Daughter of the Night will be available free on Kindle from midnight Feb. 11 through Feb. 15. I’d ask that you share this announcement with others who love fantasy and vampire fiction . Thanks for your support. Elaine Bergstrom

Daughter of the Night…

…has just uploaded onto Kindle. I am in the process of converting all the books to other e-formats as well but it is far more complicated and my life is far too complicated already.

I am leaving for my first trip to Europe in a few days — Budapest, Prague and Vienna.

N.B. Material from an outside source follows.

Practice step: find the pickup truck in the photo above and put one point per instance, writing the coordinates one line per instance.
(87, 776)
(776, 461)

This is a long-planned vacation, one that will hopefully get the creative juices flowing again. There are stories in me, just not sure how to get them out at present.

Good cheer to  you all … and may you all have good things to be thankful for.

Elaine

“The Violin” novella releases tomorrow on Kindle.

Gays, high school, bullying. Seemed like bullying awareness month was a good time to release it. As it is short, I’ve priced it at $2 — half the price of the novels. And though it is copyrighted and I would prefer be downloaded, it can be shared.

I recall being bullied in grade school — terribly so — and the result was being awfully socially inept in high school, though I managed to find my own self by college.But I came of age in a happier time. Today, bullies can be cowards, spewing their nasty comments from behind a cyber-wall and making their victims miserable out of school as well. Can bullying be prevented? Somewhat, but never stopped. It’s in our natures, probably coded in our DNA. So raise your kids to be kind. And pay attention.